Nötr hitapla süreci başlatın, kimlik hatırlatmasını zamanla yapın.
33. “Danışan bana sık sık mesaj atıyor, görüşme dışında da duygusal bağ kurmak istiyor. Ne yapmalıyım?”
Bu, sınır ihlalidir.
Görüşmelerin süresi, yeri ve şekli baştan netleştirilmeli.
Mesajlara kısa, resmi ve yönlendirici cevaplar verilmeli.
Gerekirse şunu açıkça ifade edin:
“Sana destek olmak isterim ama bu süreç sınırlı olmalı.
Bu bir arkadaşlık değil, bir danışmanlıktır.”
Sınır koymak ilgisizlik değil, profesyonelliktir.
34. “Bu genç bana diğer danışmanlardan daha çok güveniyor. Bu bağ sağlıklı mı?”
Aşırı duygusal bağ, danışmanlığı zayıflatır.
Gencin sizinle bağ kurması olumlu ama bu bağ, bağımlılığa dönüşmemeli.
İlginizi gösterin ama duygusal destek değil, ilkesel rehberlik sunun.
“Sana yardımcı olmak isterim ama bu destek sınırlıdır” diyerek denge kurun.
35. “Kendi inancım net ama bu konuyu anlatmakta zorlanıyorum. Sebebi nedir?”
Bu zorlanma çoğu zaman duygusal korkudan kaynaklanır: yanlış anlaşılma, kırma, etiketlenme…
Kendi duruşunuzu netleştirdikten sonra, ifade dilini öğrenmeniz gerekir.
Yani inanç + üslup = doğru iletişim.
Şunu unutmayın:
“Doğruyu yanlış cümleyle söylemek, susmak kadar tehlikelidir.”
36. “Danışan bana cinsiyet geçişi hakkında ayetlerle cevap veriyor. Ne yapmalıyım?”
Kur’an’ı kendi yorumuyla savunma amaçlı kullanan gence şunu söyleyin:
“Kur’an bütünlüğü içinde ele alınır. Ayetleri kendi içimizde çelişkili duygularımıza göre yorumlamak doğru olmaz.”
Detaylı bilgi için güvendiğiniz bir ilahiyatçıdan destek alabilir, danışanı da kaynak okumaya yönlendirebilirsiniz.

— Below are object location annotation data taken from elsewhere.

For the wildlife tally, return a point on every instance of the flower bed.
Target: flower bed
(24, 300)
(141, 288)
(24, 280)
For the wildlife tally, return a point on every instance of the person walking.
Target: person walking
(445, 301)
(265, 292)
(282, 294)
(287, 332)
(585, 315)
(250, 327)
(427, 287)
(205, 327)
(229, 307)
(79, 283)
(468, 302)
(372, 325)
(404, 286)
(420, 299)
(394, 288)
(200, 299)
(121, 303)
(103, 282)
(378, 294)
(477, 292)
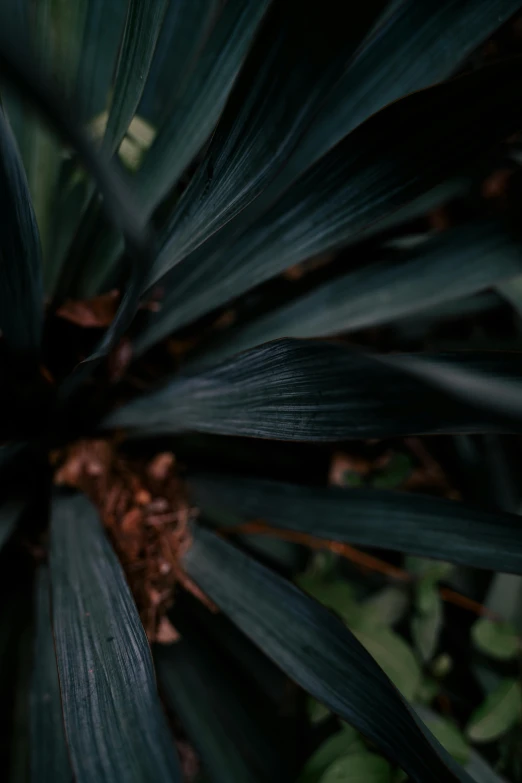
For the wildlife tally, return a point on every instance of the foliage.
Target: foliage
(195, 196)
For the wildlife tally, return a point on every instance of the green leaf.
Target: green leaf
(337, 596)
(458, 263)
(20, 743)
(417, 45)
(358, 768)
(317, 712)
(393, 655)
(219, 720)
(323, 210)
(144, 21)
(206, 48)
(114, 724)
(310, 46)
(450, 738)
(21, 290)
(394, 473)
(318, 652)
(102, 33)
(500, 711)
(340, 744)
(404, 52)
(497, 639)
(314, 391)
(495, 395)
(428, 570)
(426, 623)
(386, 606)
(403, 522)
(35, 84)
(49, 758)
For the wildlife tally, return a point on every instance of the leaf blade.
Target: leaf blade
(404, 522)
(457, 264)
(250, 143)
(315, 649)
(324, 210)
(224, 730)
(21, 287)
(49, 758)
(142, 29)
(114, 724)
(315, 391)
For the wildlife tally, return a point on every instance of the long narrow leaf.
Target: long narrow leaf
(459, 263)
(49, 759)
(21, 290)
(319, 653)
(206, 78)
(430, 136)
(301, 50)
(307, 390)
(494, 394)
(144, 21)
(102, 33)
(114, 724)
(405, 522)
(414, 46)
(187, 297)
(200, 52)
(218, 721)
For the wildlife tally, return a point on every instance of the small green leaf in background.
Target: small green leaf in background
(369, 622)
(393, 655)
(496, 639)
(501, 710)
(394, 473)
(427, 691)
(358, 768)
(317, 712)
(338, 596)
(450, 738)
(426, 623)
(387, 606)
(338, 745)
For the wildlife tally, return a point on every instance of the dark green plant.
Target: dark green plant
(227, 142)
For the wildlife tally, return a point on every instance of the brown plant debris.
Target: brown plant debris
(144, 508)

Dini tartışmaya değil, bilgiye davet edin.
37. “Bu çocuk ‘sen de beni kabul etmiyorsan Allah da beni kabul etmeyecek’ diyor. Ne demeliyim?”
Bu duygusal manipülasyon olabilir.
Cevabınız net ama yumuşak olsun:
“Ben seni aşağılamıyorum. Ama sana Allah’ın sana verdiği kimlikle yaşamanın daha huzurlu olacağını söylüyorum.

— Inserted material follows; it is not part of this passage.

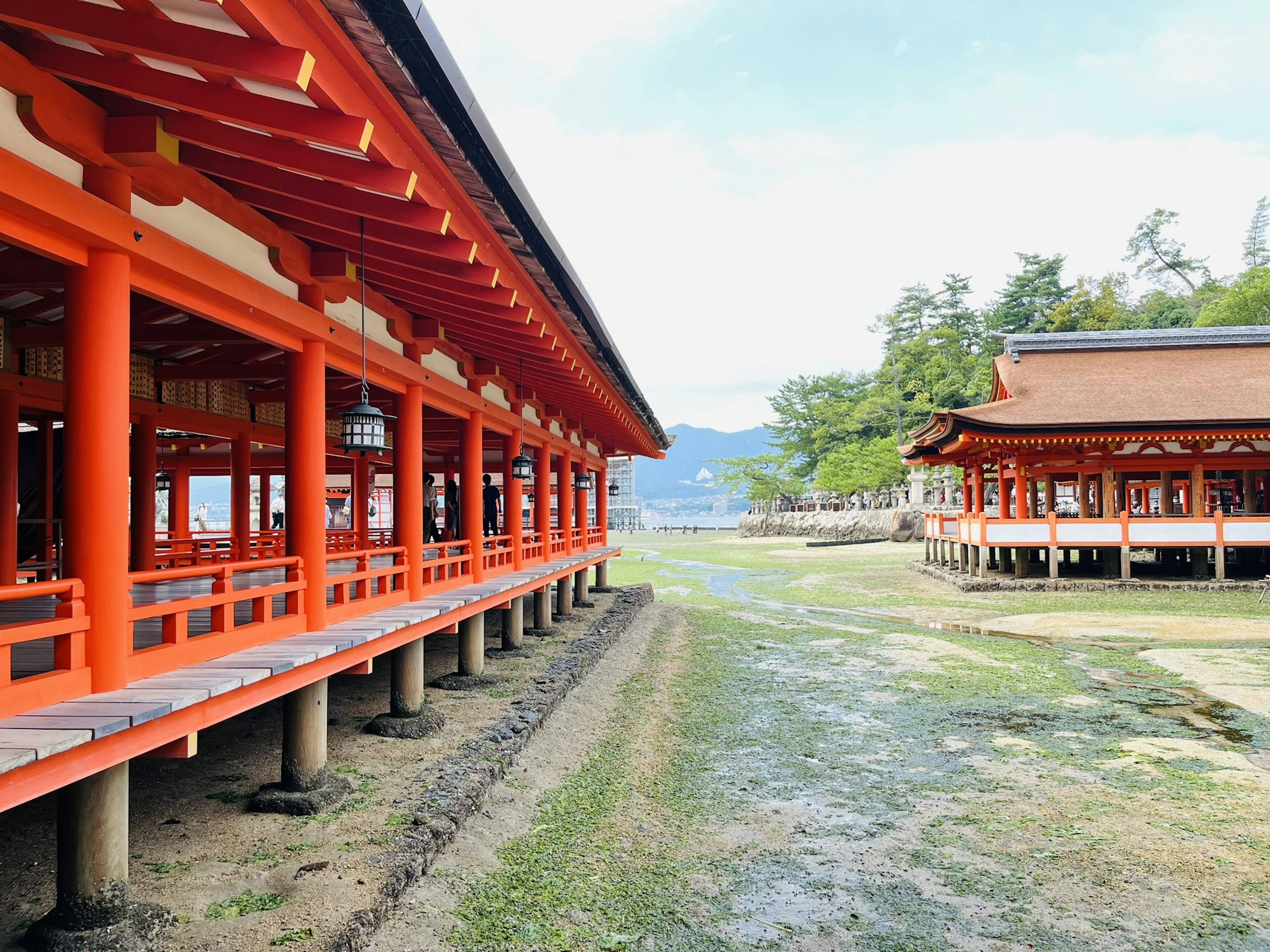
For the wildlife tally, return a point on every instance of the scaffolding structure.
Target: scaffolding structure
(624, 509)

Allah senin dönüş çabana bakar, O’nun kapısı açık ama yol da belli.”
Kabul ile onaylamayı karıştırmasına izin vermeyin.
38. “Bu genç cami ortamına girmeye çekiniyor. Ona nasıl cesaret verebilirim?”
Cami, herkese açık olmalı ama kurallı olmalıdır.
Şunu söyleyin:
“Cami senin Rabb’inle arandaki yerdir. Kimseden utanmana gerek yok.
Ama senin de camide belli bir düzene uygun davranman gerekir.”
Genci cesaretlendirin ama sınırları netleştirin.
39. “Danışan bana ‘sen de beni yargılıyorsun’ diyor. Halbuki sadece yön göstermeye çalışıyorum.”
Bunu açıkça ifade edin.
“Seni yargılamıyorum, ama duygunun seni ne kadar etkilediğini birlikte konuşmak istiyorum.
Benim görevim senin içinden gelen sese değil, Allah’ın sana verdiği kimliğe sadık kalmana yardımcı olmak.”
Savunmaya çekilmeden açıklama yapın.
40. “Bir genç LGBT terimlerini kullanıyor, ben anlamıyorum. Bilmediğim konuyu nasıl yöneteceğim?”
Anlamadığınız şeyi inkâr etmeyin.
Şunu söyleyin:
“Bu terimleri kullanıyorsun ama biz önce senin duygularını, yaşadıklarını ve kimliğini anlamak istiyoruz.
Bu etiketlerin altında neler hissettiğini birlikte konuşabiliriz.”
Etiketlerin gerisine geçin, şahsiyete odaklanın.
41. “Bu çocukla uzun süredir ilgileniyorum ama değişmiyor. Boşa mı uğraşıyorum?”
Hayır, boşa değil.
Değişim zaman alabilir. Sizin emeğiniz anında sonuç vermeyebilir ama çocuğun zihninde ve kalbinde iz bırakır.
O an değilse bile, aylar sonra bile söylediğiniz bir cümle onu etkileyebilir.
Vazgeçmeden ama bağımlılık oluşturmadan süreci takip edin.
Rehberlik bazen tohum ekip sabırla beklemektir.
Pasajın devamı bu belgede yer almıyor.